If you work for a company, how would you evaluate its attitudes towards distributed work as we exit from the pandemic? Here’s a sliding scale of companies and their approach:

  1. Cave dweller companies: prehistory is the time of the corporatists, for whom the only thing that matters, whatever happens, is to go back to working as we did before March 2020. The fact that many of us have adapted well to distributed work, enjoying significant advantages such as not having to commute or sit in traffic jams, is the least of it: from the perspective of the industrial revolution, shop-floor managers, these people are probably looking to continue with distributed working because it allows them to somehow “get away with it”, and this must be avoided at all costs. In fact, they may well have forced their employees to return to the office when it was not even safe to do so, and have had them working with their masks on all day.
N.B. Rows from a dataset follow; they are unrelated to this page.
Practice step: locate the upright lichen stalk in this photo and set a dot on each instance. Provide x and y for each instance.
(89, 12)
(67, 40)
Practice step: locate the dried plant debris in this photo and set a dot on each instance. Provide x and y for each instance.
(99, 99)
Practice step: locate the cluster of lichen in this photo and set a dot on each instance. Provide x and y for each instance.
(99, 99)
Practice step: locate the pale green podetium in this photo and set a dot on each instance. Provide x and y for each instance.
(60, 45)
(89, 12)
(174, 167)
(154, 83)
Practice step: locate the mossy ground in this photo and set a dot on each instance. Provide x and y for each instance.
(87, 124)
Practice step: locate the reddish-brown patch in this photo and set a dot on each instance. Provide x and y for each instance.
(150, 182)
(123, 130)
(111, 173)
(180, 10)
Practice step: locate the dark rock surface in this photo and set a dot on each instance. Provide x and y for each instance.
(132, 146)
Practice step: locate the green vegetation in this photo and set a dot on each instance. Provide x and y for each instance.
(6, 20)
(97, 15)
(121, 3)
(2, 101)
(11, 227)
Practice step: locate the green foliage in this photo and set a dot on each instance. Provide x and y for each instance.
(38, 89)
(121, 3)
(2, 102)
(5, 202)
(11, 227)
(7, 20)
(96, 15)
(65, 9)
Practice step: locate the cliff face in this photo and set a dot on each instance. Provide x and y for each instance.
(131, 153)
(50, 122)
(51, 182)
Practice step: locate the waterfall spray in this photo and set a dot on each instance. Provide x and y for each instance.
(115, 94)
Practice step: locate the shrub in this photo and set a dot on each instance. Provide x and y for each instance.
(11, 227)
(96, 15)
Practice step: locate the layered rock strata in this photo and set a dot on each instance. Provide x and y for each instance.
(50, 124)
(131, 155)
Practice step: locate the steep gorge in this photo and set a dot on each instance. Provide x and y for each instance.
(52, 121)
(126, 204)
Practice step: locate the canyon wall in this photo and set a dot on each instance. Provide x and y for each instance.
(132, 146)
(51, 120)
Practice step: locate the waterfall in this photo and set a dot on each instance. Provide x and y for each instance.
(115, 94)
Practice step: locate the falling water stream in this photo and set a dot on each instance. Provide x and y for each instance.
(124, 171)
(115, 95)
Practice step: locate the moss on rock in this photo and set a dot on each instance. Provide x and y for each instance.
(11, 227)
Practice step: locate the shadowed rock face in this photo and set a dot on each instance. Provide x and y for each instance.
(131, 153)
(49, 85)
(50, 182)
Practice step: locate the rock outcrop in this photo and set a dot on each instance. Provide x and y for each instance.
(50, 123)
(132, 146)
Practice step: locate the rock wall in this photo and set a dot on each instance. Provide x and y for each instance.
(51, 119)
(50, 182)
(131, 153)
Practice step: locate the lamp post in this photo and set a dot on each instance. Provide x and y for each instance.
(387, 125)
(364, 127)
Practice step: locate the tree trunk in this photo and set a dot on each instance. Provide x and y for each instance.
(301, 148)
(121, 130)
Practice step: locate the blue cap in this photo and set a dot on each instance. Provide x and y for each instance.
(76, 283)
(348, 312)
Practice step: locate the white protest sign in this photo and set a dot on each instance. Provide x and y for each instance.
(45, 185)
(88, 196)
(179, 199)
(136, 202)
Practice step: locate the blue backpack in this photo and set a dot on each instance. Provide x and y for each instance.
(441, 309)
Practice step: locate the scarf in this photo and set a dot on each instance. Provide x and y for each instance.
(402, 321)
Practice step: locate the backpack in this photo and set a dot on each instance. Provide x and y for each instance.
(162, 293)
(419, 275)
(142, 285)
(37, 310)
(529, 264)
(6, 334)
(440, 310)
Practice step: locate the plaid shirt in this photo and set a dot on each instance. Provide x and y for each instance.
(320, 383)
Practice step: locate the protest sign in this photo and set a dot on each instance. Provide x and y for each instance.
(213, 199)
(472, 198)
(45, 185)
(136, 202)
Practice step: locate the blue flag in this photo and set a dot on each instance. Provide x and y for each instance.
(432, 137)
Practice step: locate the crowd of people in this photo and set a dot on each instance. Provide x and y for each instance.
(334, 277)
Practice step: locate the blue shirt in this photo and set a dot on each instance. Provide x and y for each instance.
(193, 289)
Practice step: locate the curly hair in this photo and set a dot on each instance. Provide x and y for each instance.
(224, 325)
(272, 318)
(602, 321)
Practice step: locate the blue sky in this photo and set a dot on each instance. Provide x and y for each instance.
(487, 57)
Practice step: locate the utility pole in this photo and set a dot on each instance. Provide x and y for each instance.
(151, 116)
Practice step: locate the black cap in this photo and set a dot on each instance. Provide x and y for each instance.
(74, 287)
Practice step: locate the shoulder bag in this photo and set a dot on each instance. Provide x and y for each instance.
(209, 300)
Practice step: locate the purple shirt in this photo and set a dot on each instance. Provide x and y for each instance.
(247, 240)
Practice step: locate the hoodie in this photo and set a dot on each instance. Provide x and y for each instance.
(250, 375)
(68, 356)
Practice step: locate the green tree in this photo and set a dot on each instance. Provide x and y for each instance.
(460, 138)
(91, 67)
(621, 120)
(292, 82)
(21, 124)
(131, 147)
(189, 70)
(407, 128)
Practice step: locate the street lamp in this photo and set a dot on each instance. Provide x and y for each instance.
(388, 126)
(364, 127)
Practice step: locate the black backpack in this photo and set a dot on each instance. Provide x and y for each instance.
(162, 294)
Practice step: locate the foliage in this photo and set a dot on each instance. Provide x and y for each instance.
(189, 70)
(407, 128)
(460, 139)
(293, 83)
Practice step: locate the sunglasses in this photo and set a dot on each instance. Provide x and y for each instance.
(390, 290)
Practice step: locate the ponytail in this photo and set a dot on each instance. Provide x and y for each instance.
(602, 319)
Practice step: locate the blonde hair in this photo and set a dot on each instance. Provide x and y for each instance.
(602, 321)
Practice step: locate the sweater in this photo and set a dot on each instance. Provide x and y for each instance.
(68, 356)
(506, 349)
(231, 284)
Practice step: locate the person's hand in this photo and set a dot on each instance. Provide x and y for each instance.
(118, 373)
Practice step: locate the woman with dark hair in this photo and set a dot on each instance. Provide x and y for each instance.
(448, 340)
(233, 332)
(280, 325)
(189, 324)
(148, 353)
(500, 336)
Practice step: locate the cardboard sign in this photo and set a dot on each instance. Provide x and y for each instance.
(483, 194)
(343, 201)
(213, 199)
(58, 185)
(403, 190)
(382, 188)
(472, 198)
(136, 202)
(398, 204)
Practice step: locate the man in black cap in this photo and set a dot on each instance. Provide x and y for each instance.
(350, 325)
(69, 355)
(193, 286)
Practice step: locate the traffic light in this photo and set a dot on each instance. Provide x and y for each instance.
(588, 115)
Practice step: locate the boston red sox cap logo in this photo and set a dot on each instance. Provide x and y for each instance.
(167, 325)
All for the sake of micromanagement.
  2. Reluctant companies: the default plan is to return to work under the same conditions as before the pandemic, although in some cases they may make exceptions to allow some employees to continue working from home. Initially, however, these companies will likely do nothing to implement any measures to encourage or facilitate distributed working. The result will be that people who opt for distributed work will likely see their career opportunities stymied.
  3. Generalist companies: they might propose policies that allow workers who so wish to continue with some level of distributed work, but these will be of a general nature, consisting of specific rules to which all workers will have to adapt equally. They may consider the loss of certain benefits if people opt for distributed work, and usually they will not make any changes or rethinking of any kind in their offices.
  4. Open companies: these are willing to make flexible arrangements with their employees according to their needs, adapting to some of their preferences, and are considering remodeling their offices or even their entire organizations to adapt to a very different reality to that which existed before the pandemic. Some may even see such openness as a competitive advantage and a way to improve their ability to attract talent.

That said, even within the most traditional and conservative organizations, there is some recognition that things have changed for good, particularly in light of the progressively more flexible working practices being implemented by big tech companies such as Microsoft or by the US government. We are talking about a dimensional change in the way distributed work is perceived, which will even lead to changes in organizational hierarchies. As workforces become more distributed and asynchronous, the traditional role of middle management in monitoring productivity and optimizing individual performance becomes increasingly redundant and unnecessary.

On the other hand, many employees feel burned out as these ultra-conservative companies try to force them back into their offices, making them, in the medium term, candidates for higher turnover, especially the more value they perceive they have in the marketplace. In turn, this will lead such organizations to experience the dreaded Dead Sea effect, which occurs when a company’s management practices result in the most competent workers leaving for greener pastures, while the least competent remain with the company.

Which type of company do you work for?